A sottolineare queste preoccupazioni e a stimolare una presa di coscienza più seria dei problemi c’è stato anzitutto il famoso libro pamphlet di E. Said (Orientalismo [1978], Boringhieri, Torino 1991), scritto più di 25 anni fa, ma oggi c’è anche tutta una letteratura che ne parla e che trova molto seguito tra gli studiosi. Si riconosce che l’etnocentrismo e il narcisismo europeo hanno sconvolto il senso del vero Oriente. L’autore di quel libro, un letterato di origine palestinese, sosteneva a spada tratta che l’interpretazione del Medio Oriente come dell’Estremo Oriente fatta dell’Occidente nei due secoli precedenti paradossalmente aveva soppiantato e reso superfluo l’Oriente stesso: il valore dell’orientalismo, il suo senso, – secondo Said – dipendono dall’Occidente ben più che dall’Oriente. L’arroganza dell’Occidente, in una parola, si sarebbe manifestata appropriandosi a suo modo della cultura e delle tradizioni dell’Oriente. Ci sarebbe stata – come dire – una «sopraffazione», una «trascrizione» e una lettura «unilaterale» e «pregiudiziale», corrispondente a un’interpretazione fatta a proprio uso e consumo del mondo orientale.

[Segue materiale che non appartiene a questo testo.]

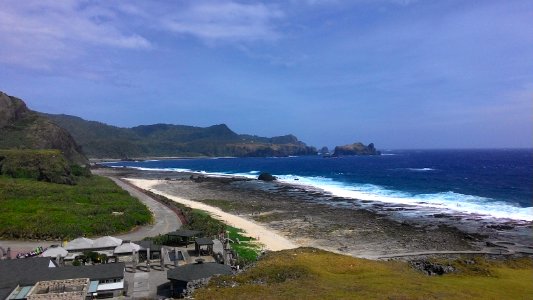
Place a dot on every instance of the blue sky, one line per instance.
(401, 74)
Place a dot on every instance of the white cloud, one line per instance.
(39, 34)
(226, 21)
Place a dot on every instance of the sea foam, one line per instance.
(447, 201)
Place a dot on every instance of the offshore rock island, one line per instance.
(356, 149)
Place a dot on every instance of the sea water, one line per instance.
(488, 183)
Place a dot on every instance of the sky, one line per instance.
(402, 74)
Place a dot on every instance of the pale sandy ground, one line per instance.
(270, 239)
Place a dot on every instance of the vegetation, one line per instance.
(21, 128)
(96, 206)
(104, 141)
(44, 165)
(247, 250)
(307, 273)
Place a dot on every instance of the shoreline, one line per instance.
(270, 239)
(300, 217)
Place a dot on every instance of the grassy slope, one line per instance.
(306, 273)
(34, 209)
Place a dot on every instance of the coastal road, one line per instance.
(165, 220)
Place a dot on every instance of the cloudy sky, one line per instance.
(399, 73)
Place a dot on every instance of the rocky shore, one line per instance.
(313, 218)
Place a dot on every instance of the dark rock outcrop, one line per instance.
(266, 177)
(356, 149)
(431, 268)
(22, 128)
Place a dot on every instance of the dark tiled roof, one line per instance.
(185, 233)
(28, 271)
(197, 271)
(204, 241)
(4, 292)
(149, 244)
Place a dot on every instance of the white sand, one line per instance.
(270, 239)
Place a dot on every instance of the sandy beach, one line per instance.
(270, 239)
(287, 216)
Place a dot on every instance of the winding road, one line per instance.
(165, 220)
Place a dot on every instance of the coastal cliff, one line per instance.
(356, 149)
(22, 128)
(100, 140)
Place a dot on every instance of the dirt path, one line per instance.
(165, 220)
(270, 239)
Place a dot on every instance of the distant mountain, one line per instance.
(22, 128)
(356, 149)
(100, 140)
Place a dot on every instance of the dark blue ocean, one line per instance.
(491, 183)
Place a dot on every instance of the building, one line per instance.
(187, 276)
(19, 276)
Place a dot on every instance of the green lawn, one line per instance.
(42, 210)
(307, 273)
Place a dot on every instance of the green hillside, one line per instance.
(307, 273)
(22, 128)
(100, 140)
(95, 206)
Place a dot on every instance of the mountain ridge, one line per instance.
(22, 128)
(100, 140)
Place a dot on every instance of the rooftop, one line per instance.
(197, 271)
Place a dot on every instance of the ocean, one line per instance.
(491, 184)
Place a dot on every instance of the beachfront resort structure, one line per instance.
(109, 267)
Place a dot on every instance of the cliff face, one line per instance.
(21, 128)
(100, 140)
(356, 149)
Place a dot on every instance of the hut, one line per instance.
(184, 277)
(80, 244)
(106, 243)
(182, 236)
(127, 252)
(199, 245)
(54, 251)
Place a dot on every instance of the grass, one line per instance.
(248, 249)
(224, 205)
(307, 273)
(31, 209)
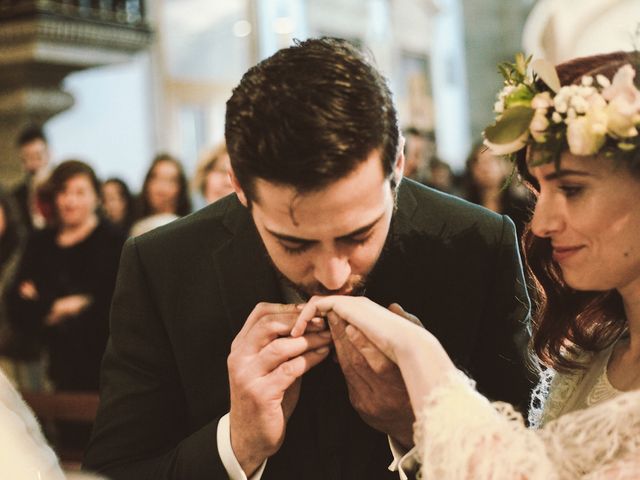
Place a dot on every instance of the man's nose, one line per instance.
(332, 270)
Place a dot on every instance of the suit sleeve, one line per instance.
(500, 354)
(141, 431)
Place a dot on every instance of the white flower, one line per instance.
(622, 87)
(580, 104)
(586, 134)
(561, 106)
(508, 148)
(596, 101)
(587, 81)
(603, 81)
(621, 123)
(539, 125)
(542, 100)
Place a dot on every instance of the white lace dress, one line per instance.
(461, 435)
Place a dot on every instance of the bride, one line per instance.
(572, 133)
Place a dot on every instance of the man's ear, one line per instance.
(398, 167)
(238, 189)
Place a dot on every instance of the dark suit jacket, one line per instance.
(185, 290)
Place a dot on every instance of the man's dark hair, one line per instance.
(309, 115)
(29, 134)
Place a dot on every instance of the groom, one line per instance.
(201, 380)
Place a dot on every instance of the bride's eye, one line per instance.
(571, 190)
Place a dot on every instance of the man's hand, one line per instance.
(265, 368)
(376, 388)
(65, 307)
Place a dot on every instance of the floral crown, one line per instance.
(597, 116)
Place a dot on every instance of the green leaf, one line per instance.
(513, 123)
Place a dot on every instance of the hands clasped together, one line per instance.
(279, 343)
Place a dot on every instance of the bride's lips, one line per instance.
(561, 253)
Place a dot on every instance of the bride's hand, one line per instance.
(423, 362)
(387, 330)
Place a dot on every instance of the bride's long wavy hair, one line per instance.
(568, 321)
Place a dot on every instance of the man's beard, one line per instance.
(355, 286)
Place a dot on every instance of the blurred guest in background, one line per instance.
(14, 353)
(34, 154)
(419, 150)
(487, 185)
(117, 203)
(212, 175)
(164, 196)
(63, 287)
(441, 177)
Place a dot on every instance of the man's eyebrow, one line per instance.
(565, 173)
(355, 233)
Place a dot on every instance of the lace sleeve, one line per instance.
(461, 435)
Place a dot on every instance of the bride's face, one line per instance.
(590, 211)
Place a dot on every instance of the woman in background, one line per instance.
(63, 288)
(212, 175)
(117, 203)
(164, 196)
(580, 152)
(487, 184)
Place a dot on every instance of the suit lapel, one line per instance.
(245, 274)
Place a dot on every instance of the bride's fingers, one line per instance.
(316, 307)
(398, 310)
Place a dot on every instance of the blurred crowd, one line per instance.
(62, 229)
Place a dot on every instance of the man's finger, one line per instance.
(263, 309)
(283, 349)
(398, 310)
(287, 373)
(351, 360)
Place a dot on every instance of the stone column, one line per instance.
(41, 42)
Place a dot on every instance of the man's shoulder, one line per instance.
(435, 211)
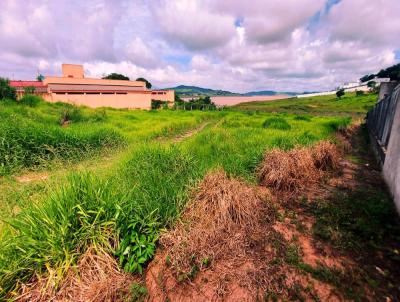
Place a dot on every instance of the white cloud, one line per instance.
(233, 45)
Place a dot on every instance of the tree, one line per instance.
(148, 84)
(367, 78)
(340, 93)
(392, 72)
(40, 77)
(6, 91)
(29, 90)
(116, 76)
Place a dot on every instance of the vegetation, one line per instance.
(194, 91)
(201, 103)
(392, 72)
(6, 91)
(116, 76)
(321, 105)
(120, 201)
(340, 93)
(148, 84)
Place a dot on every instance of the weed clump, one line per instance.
(30, 100)
(276, 123)
(27, 144)
(96, 277)
(221, 208)
(70, 113)
(326, 156)
(296, 169)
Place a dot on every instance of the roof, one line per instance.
(26, 84)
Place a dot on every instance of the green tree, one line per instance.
(392, 72)
(116, 76)
(6, 91)
(367, 78)
(148, 84)
(29, 90)
(340, 93)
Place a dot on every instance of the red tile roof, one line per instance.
(26, 84)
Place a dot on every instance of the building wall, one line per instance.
(391, 167)
(114, 100)
(163, 95)
(89, 81)
(72, 71)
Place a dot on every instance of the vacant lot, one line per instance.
(79, 183)
(349, 105)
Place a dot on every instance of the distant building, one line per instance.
(74, 88)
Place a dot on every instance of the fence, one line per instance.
(380, 120)
(383, 123)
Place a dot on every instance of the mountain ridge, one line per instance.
(192, 91)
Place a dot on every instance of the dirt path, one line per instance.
(334, 241)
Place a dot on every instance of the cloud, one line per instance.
(190, 23)
(232, 45)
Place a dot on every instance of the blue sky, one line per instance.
(284, 45)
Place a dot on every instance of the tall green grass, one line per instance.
(124, 212)
(25, 143)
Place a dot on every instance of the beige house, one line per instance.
(74, 88)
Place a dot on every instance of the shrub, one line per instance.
(340, 93)
(30, 100)
(156, 104)
(100, 115)
(70, 113)
(24, 143)
(302, 117)
(6, 91)
(276, 123)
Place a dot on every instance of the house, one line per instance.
(72, 87)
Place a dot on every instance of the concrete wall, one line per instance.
(391, 167)
(163, 95)
(114, 100)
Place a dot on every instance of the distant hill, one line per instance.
(189, 91)
(192, 91)
(268, 92)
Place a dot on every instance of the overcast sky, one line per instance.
(237, 45)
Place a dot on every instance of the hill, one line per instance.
(268, 92)
(191, 91)
(188, 91)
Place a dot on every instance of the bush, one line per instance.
(340, 93)
(156, 104)
(276, 123)
(30, 100)
(70, 113)
(100, 115)
(6, 91)
(24, 143)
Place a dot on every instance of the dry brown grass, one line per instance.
(326, 156)
(297, 169)
(96, 278)
(210, 225)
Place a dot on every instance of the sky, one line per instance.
(235, 45)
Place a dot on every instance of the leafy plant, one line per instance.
(276, 123)
(138, 242)
(30, 100)
(6, 91)
(70, 113)
(340, 93)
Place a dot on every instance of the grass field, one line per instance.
(114, 178)
(350, 104)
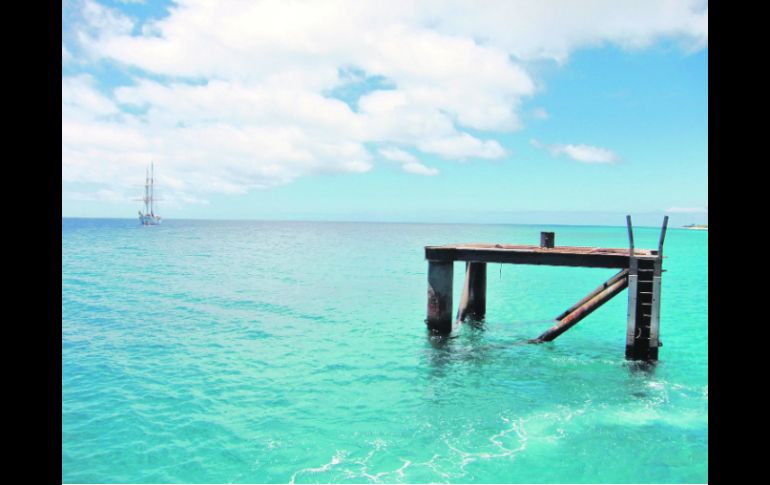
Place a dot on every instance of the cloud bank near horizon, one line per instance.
(230, 96)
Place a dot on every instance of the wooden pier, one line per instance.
(639, 270)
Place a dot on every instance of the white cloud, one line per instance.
(540, 113)
(259, 113)
(66, 55)
(585, 153)
(687, 210)
(419, 169)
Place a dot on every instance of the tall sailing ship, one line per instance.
(148, 218)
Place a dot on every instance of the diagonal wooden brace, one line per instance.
(586, 306)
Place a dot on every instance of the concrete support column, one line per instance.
(440, 274)
(473, 302)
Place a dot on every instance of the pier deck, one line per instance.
(586, 257)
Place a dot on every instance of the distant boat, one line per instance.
(149, 218)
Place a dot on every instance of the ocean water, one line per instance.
(296, 352)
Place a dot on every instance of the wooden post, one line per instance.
(440, 275)
(643, 331)
(473, 302)
(547, 239)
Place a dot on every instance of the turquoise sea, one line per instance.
(296, 352)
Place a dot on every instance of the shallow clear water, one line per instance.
(202, 351)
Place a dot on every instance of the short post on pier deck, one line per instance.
(547, 239)
(473, 302)
(440, 274)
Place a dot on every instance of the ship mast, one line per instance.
(146, 190)
(152, 192)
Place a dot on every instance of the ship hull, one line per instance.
(148, 220)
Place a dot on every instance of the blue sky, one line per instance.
(357, 111)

Su questo sfondo – benché sia necessario ridimensionare le accuse troppo polemiche ed eccessive di Said – si è formato oggi un vasto consenso tra gli studiosi. Si ritiene di fatto che il concetto di «induismo» sia frutto di pure distinzioni e classificazioni di tipo occidentale. Perciò il termine oggi non sarebbe in grado di indicare né un popolo, né tanto meno una religione e, di conseguenza, sarebbe del tutto inadeguato parlare di «induismo» a proposito del mondo tradizionale delle cosiddette «religioni indù». Ad esempio, W.C. Smith (The Meaning and End of Religion, Macmillan Company, New York 1962), T. Fitzgerald (Hinduism and the «word religion» fallacy, in «Religion» 1990) e R. King (Orientalism and Religion, Routledge, London 1999) discutono sia l’idea di «religione» che di «induismo» e portano molti argomenti sul tema consapevoli che è stata la storia coloniale in qualche modo a farsi forte di un predominio culturale tale da potersi permettere di creare una religione indù chiamata «induismo»; realtà che di fatto non è mai esistita.
Dato per acquisito questo risultato degli indologi, qui non possiamo fare altro che presentare qualche riflessione sulle difficoltà nate da quel concetto in modo da capire più profondamente le sovrapposizioni occidentali riguardanti non solo il concetto di «induismo» ma anche il concetto di «religione» in genere. Non è un modo per «relativizzare» il lavoro svolto dal presente fascicolo, ma è invece un’opportunità e un’accortezza metodologica maggiore che ci permette di vedere meglio ciò che cerchiamo di indagare mettendo in parentesi, per quanto possibile, il nostro punto di vista cristiano e occidentale.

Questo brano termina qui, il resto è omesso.